Data Structures

and Algorithms

View of a city from above

Data Structures and Algorithms

Finding the shortest path in an undirected graph using heuristic algorithms

Project idea and algorithms by Dr. Jay Lee; design and implementation in Java by me.

(Note: this project does not use Dijkstra's shortest path algorithm). This program uses several data structures and relies heavily on OOP principles. Data structures used: Java arrays, ArrayList, Stack, and a custom-created adjacency list graph.

undirected graph

The graph data is provided in a .txt file in a square matrix form, where each column/row name represents a vertex (node) on the graph and the value at the intersection of the row/column represents an edge (distance) between the nodes defined by the row name and column name. The user inputs the start node (such as A or any other available node), and the program recursively finds the shortest path to Z node using two algorithms. It prints out the traversed path, the shortest path (those may differ depending on the dead ends encountered) such as A => B => K => Z, and the total distance travelled for each algorithm. The algorithms are programmed in such a way that if they reach a dead end, they retrace the path back until they find an alternative node to follow.

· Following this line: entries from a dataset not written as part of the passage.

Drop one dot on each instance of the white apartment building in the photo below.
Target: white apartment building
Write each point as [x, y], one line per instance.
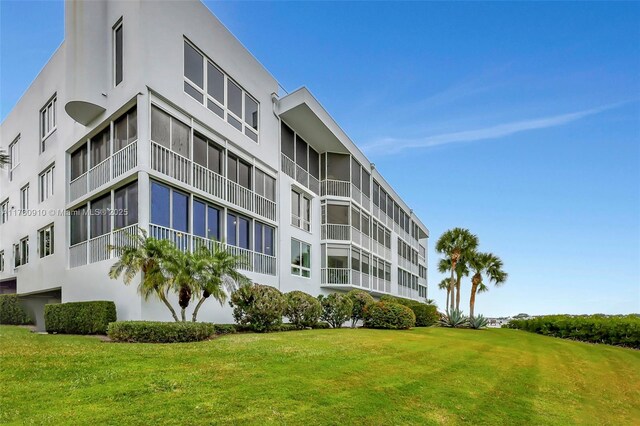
[156, 109]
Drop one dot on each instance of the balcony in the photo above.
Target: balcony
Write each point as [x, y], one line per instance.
[345, 278]
[303, 177]
[99, 248]
[102, 173]
[174, 165]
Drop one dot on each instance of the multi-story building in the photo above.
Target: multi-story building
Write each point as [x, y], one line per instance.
[153, 115]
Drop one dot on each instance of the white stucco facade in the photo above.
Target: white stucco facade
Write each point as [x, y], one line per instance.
[242, 193]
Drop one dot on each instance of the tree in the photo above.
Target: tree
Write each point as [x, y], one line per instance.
[4, 159]
[456, 243]
[488, 265]
[148, 256]
[217, 276]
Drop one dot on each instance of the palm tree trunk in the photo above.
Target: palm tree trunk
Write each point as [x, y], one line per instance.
[197, 308]
[166, 302]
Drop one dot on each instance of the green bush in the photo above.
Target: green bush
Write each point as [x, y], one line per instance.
[622, 330]
[159, 332]
[79, 317]
[389, 315]
[360, 300]
[303, 310]
[259, 306]
[426, 315]
[11, 312]
[336, 309]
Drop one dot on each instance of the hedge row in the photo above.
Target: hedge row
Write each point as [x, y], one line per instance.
[79, 317]
[11, 312]
[623, 330]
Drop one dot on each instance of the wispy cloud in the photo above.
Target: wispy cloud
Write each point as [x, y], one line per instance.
[395, 145]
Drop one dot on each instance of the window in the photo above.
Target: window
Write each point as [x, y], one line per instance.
[125, 205]
[264, 238]
[78, 225]
[79, 162]
[265, 185]
[21, 252]
[117, 53]
[24, 198]
[45, 241]
[47, 120]
[125, 129]
[169, 132]
[45, 183]
[238, 231]
[206, 82]
[14, 153]
[300, 258]
[300, 211]
[4, 211]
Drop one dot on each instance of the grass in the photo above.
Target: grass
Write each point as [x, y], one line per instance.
[373, 377]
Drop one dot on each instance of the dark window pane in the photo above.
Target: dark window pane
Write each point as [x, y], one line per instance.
[118, 55]
[250, 112]
[234, 94]
[180, 211]
[287, 141]
[213, 223]
[301, 152]
[193, 65]
[160, 124]
[160, 206]
[314, 163]
[215, 83]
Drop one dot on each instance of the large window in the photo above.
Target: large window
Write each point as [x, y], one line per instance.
[21, 252]
[300, 258]
[208, 84]
[125, 205]
[125, 129]
[47, 120]
[45, 183]
[118, 53]
[300, 210]
[45, 241]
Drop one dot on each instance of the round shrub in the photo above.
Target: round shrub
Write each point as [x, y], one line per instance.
[360, 300]
[259, 306]
[336, 309]
[389, 315]
[303, 310]
[159, 332]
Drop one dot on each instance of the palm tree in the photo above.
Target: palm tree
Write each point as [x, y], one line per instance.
[462, 270]
[4, 159]
[445, 284]
[456, 243]
[489, 265]
[218, 276]
[148, 256]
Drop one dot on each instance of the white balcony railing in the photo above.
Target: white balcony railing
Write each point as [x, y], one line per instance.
[170, 163]
[336, 232]
[102, 173]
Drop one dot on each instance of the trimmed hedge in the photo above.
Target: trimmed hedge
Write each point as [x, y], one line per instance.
[79, 317]
[336, 309]
[622, 330]
[11, 312]
[360, 300]
[426, 315]
[303, 310]
[260, 306]
[160, 332]
[389, 315]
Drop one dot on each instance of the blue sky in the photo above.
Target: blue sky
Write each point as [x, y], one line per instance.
[519, 121]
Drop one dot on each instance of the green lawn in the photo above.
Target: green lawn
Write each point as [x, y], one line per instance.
[374, 377]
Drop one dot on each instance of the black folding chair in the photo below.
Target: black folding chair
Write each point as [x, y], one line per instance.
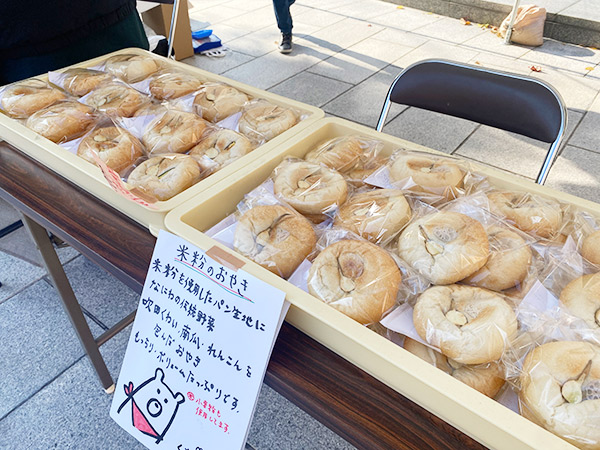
[507, 101]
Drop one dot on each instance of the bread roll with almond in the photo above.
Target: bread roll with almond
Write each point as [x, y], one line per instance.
[560, 391]
[115, 146]
[218, 101]
[357, 278]
[542, 217]
[275, 237]
[444, 247]
[485, 378]
[377, 215]
[173, 132]
[23, 99]
[165, 176]
[469, 325]
[311, 189]
[63, 121]
[508, 264]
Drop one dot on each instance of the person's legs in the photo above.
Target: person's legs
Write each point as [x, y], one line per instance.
[284, 23]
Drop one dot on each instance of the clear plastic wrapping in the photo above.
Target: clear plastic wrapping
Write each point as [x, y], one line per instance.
[217, 101]
[312, 189]
[21, 100]
[262, 120]
[63, 121]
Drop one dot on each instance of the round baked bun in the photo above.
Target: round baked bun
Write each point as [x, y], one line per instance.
[221, 147]
[533, 215]
[508, 264]
[444, 247]
[116, 99]
[377, 215]
[261, 120]
[116, 147]
[63, 121]
[170, 85]
[80, 82]
[165, 176]
[590, 247]
[357, 278]
[469, 325]
[132, 68]
[342, 153]
[424, 173]
[560, 391]
[311, 189]
[173, 132]
[485, 378]
[21, 100]
[218, 101]
[275, 237]
[581, 297]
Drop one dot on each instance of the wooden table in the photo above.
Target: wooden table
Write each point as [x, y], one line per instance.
[353, 404]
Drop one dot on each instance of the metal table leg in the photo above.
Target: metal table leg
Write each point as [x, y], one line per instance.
[69, 301]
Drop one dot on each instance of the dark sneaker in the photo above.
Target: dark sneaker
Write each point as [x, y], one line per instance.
[286, 43]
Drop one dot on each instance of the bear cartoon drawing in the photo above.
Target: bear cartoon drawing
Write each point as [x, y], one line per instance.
[153, 405]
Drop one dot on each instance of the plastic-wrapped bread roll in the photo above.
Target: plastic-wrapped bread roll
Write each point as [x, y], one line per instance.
[63, 121]
[21, 100]
[80, 82]
[542, 217]
[170, 85]
[311, 189]
[165, 176]
[508, 264]
[469, 325]
[173, 132]
[275, 237]
[560, 390]
[485, 378]
[581, 297]
[261, 120]
[357, 278]
[132, 68]
[377, 215]
[115, 146]
[116, 99]
[218, 101]
[444, 247]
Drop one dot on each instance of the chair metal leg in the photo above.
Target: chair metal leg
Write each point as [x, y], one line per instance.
[69, 301]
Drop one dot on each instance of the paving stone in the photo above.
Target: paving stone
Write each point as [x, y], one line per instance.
[433, 130]
[587, 135]
[16, 275]
[218, 65]
[509, 151]
[310, 88]
[407, 19]
[576, 172]
[100, 293]
[360, 61]
[364, 102]
[279, 424]
[450, 30]
[38, 343]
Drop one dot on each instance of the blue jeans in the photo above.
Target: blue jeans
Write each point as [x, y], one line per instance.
[283, 16]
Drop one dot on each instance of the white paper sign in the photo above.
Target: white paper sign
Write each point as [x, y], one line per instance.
[198, 351]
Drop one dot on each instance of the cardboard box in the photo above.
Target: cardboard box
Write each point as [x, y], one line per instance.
[484, 419]
[90, 178]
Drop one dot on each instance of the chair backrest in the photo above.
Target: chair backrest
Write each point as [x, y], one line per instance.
[510, 102]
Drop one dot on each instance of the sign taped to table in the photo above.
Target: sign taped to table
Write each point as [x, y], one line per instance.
[198, 351]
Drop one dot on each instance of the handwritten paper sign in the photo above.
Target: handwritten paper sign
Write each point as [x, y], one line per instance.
[198, 351]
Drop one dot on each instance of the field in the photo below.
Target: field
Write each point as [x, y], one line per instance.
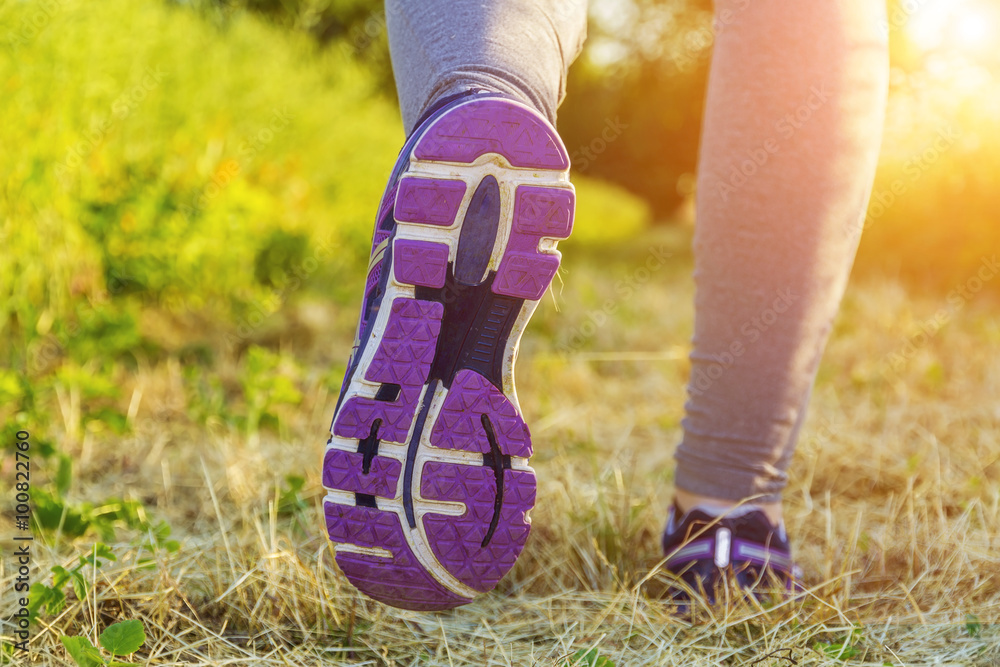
[184, 230]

The program can accommodate 26x26 size matrix input (graph), provided it is supplied in the .txt file. User input validation is included, i.e. the user cannot enter a non-existent starting point. The program can also be easily extended to specify any end vertex, not just Z. Even though this feature is not part of the original project, the program is also capable to “learn” the dead ends in the graph it encounters on the first traversal, so as to avoid them altogether starting with the second traversal, thus making it more efficient.

Consider the following graph to the left. Suppose the starting point is node O. Remember that the end point is always Z, colored green on the graph. We can easily eye ball the shortest path to be O => N => M => U => V => X => Z.

The program employs two algorithms to discover the shortest path. The first algorithm examines all nodes adjacent to the current node and chooses the one with the shortest direct distance to Z. Note that the direct distance is not reflected in the graph above. It is a linear distance from the given node to Z and is supplied in a separate file. The second algorithm examines all nodes adjacent to the current node and chooses the one with the smallest sum of direct distance and distance between the current and next node. This will become more clear with the example below. Now if I run the program I get the following output:

console output for starting point O

Now, let's examine the resulting shortest path from the first algorithm. Remember, our estimation of the shortest path was O => N => M => U => V => X => Z. Algorithm 1 gives us O => N => T => U => V => W => Z. Recall that Algorithm 1 always chooses the node with the shortest direct distance to Z, and, therefore, it chose to go from N to T (instead of M as we outlined) and from V to W (instead of X). Algorithm 2 produces this shortest path: O => N => T => U => V => X => Z. The choice of T after N is explained here by the fact that the algorithm chooses the smallest sum of two distances (direct to Z and between N and T). The calculation of shortest path length is straightforward.

Now, let's look at the total path that both algorithms took to discover the shortest path. Both of them are quite lengthy, and save for the one before the last node, they are identical. The total path for Algorithm 1 is O => P => Y => P => Q => R => Q => P => O => N => T => S => T => U => V => W => Z. The choice to go to P from O is dictated by the fact that the direct distance from P to Z is shorter than form any other node adjacent to N. The algorithm is ignorant of the fact the P can only lead to a deadend. And so it follows down to Y and then discovers that Y is a deadend and retraces its move back to P. From P it goes down to Q because the only other choice is O and it was already visited. Again, the algorithm is unaware of the fact the Q can only lead to another deadend. From Q it goes to R, discovers that it is a deadend, and retaces its moves all the way to O, the starting point. The choice here is G, N, and P. Since P has already been visited, the algorithm chooses between G and N. Since N is closer to Z in linear distance, it becomes the next node. From N it goes to T and then it has a choice between U and S. Since S is shorter in terms of its direct distance to Z, the algorithm chooses S, discovers that S is a deadend, and retraces its moves back to T. From T, the path of the algorithm is straightforward.

I mentioned earlier that my program is capable of detecting deadends and therefore making the subsequent traversals more efficient. I have not tested the program enough to make this feature available, but as soon as I complete some tests, I plan to add an update here.

Finally, let's run the program again and select another starting point, such as K.

console output for starting point K

To find the shortest path, Algorithm 1 makes a loop around the whole upper part of the graph, but eventually finds the path to Z. As one can see, finding and marking all deadends would really help making this algorithm more efficient. The same applies to Algorimth 2.